Last week I saw David Gordon Green’s film George Washington. Like All The Real Girls, this film is one that could have taken a more predictable turn, but instead focused on characters instead of obvious plotting. By this, I mean that it isn’t hard to see how the accidental death of a young man could have turned into a predictable Hollywood film.
I think that overall All The Real Girls is probably the better of the two, but this one shares many of the later one’s positives, including a unique approach with dialogue, good characterization that avoids stereotypes, and a poetic approach to the presentation of images, where the eye can linger on a shot as it would on a poetic line.

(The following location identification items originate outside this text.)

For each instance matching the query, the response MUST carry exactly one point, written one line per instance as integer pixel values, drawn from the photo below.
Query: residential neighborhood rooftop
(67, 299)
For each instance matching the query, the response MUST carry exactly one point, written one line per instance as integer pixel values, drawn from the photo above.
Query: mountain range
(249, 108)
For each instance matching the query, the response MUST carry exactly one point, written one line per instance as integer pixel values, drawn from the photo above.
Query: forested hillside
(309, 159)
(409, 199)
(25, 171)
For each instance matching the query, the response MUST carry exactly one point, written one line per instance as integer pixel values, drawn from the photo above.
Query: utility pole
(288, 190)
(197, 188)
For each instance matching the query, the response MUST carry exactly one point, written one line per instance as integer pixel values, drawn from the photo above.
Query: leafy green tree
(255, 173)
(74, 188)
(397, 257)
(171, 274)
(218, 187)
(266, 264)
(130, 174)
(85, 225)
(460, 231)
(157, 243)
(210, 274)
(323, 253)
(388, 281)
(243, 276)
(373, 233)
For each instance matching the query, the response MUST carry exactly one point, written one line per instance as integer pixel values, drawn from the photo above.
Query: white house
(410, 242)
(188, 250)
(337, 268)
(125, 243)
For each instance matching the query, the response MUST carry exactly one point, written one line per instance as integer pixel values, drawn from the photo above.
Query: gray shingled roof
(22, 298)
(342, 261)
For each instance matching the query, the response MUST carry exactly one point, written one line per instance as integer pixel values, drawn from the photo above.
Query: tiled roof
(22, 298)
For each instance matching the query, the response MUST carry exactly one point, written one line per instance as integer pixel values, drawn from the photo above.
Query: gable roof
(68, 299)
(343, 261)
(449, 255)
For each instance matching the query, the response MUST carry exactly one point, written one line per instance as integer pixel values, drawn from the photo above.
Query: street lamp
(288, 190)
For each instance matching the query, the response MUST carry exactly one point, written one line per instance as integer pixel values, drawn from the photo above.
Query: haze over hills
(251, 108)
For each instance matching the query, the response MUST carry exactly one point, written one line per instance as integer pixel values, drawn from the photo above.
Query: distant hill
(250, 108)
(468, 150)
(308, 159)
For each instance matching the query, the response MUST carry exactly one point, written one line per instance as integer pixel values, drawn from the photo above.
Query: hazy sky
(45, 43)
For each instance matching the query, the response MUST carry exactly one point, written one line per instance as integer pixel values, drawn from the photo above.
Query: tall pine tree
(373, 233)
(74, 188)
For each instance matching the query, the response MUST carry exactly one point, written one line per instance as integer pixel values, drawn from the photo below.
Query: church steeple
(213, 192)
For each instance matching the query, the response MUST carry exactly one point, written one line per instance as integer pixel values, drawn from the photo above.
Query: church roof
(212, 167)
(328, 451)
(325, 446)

Here is a snippet of Dan’s review of the film, where he discusses the narrative approach of the film, as well as how the film achieves its poetic effect in its contrast of dialogue and images.
“That said, this film is not really a narrative, more of a simple series of linked vignettes that trace a several week period over a summer, which opens with a dreamy panoramic and poetic monologue spoken by a young girl named Nasia (Candace Evanofski), that weaves poetry out of the banal snippets that drift in and out of even the most prosaic minds, such as, ‘I like to go to beautiful places where there’s waterfalls and empty fields.’ This is not immanently poetic, but juxtaposed with the camera work it takes on a heightened, almost ecstatic, state. Some criticize the film by stating real children do not speak that way, but, a) I’ve known them, and a read of Anne Of Green Gables shows they’ve always been around, and b) the poesy is not of the character, but what the character says in relation to her station on life.”